Equally, though, I should amend my statement in my last post that "And with the share price ratio currently being about 4 times, you'd expect their fractions of the consolidated share capital to be in the ratio 4:1.44, or about 73.5%:26.5%.". My thinking at the time I made it was influenced by what I know of the Takeover Code: its Rule 14 basically requires that a bidder for Dewhurst splits their offer between the two classes on that sort of basis. But would a consolidation on that sort of basis pass its vote at a meeting of DWHA shareholders? I doubt it...

So I think a realistic consolidation proposal would have to be on some sort of compromise basis between "1 DWHT share = 1 DWHA share" (which will clearly be unacceptable to DWHT shareholders) and "1 DWHT share = ~4 DWHA shares" (which I very much doubt would be acceptable to DWHA shareholders) if it's to stand any chance of being approved by both DWHT and DWHA shareholders. (And just to be clear, it would need approval by separate meetings of the two classes of shareholder: DWHT shareholders won't be able to vote in the DWHA meeting any more than DWHA shareholders can vote in the DWHT meeting).

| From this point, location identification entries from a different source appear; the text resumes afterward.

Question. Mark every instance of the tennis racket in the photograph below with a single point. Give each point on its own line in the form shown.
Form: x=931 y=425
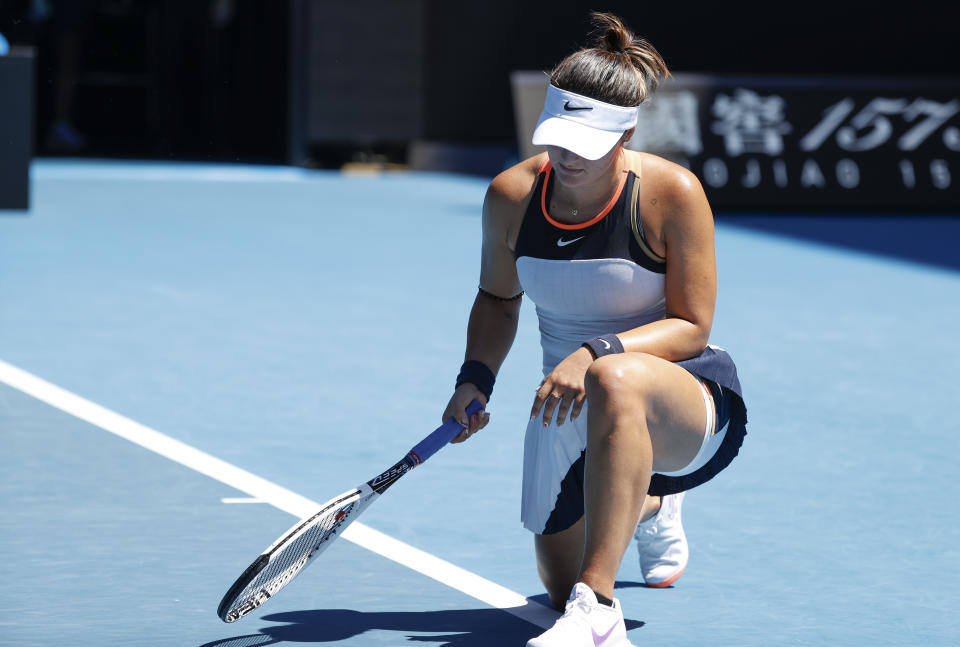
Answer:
x=285 y=558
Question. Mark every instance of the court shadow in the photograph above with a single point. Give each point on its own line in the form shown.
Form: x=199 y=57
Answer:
x=449 y=628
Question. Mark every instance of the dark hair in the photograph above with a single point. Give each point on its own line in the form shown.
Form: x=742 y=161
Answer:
x=617 y=67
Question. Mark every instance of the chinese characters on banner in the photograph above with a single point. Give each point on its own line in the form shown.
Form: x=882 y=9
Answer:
x=798 y=144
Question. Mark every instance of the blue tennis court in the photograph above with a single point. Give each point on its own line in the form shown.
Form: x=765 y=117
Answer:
x=193 y=355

But whether there is such a compromise to be found, I don't know, nor do I have any idea what its basis would be if it could.

Gengulphus
Posted at 14/12/2020 11:05 by energeticbacker
In Investor’s Champion’s income feature this week, they've selected four small-cap dividend stocks including Dewhurst with impressive dividend growth records, sensible yields, and solid balance sheets.

In aggregate, these four shares have a forecast dividend yield of 3.2% and a 10-year average annual dividend growth rate of 11%. Investor’s Champion thinks stocks such as these could be an interesting alternative for income investors who are building a long-term portfolio.
Posted at 10/6/2018 03:29 by danieldanj
Dewhurst (DWHT) Earnings-Reaction to Keep an Eye
Posted at 10/2/2017 12:54 by little beaker
Hi can someone tell me what the difference is between DWHT and DWHA shares, thanks
Posted at 01/2/2017 08:21 by cockerhoop
Cheap as chips Acq
Posted at 06/12/2016 11:31 by bench2
Good call Topvest ... todays results show how difficult it is to forecast demand at Dewhurst with the early Feb profit warning having to be reversed . Small Brexit beneficiary , but probably another flat year coming up . But divi growth record is excellent , and balance sheet impeccable . Along with FWThorpe my largest sleepeasy AIM holding . Also the company Buy Backs are few and far between but always superbly timed , to genuinely add value .
Posted at 08/12/2015 07:49 by 18bt
Another solid year. Small special dividend helps. They still have masses of cash to develop the business if they find the right opportunities. Conservatively managed and cheaply rated. Happy to hold here.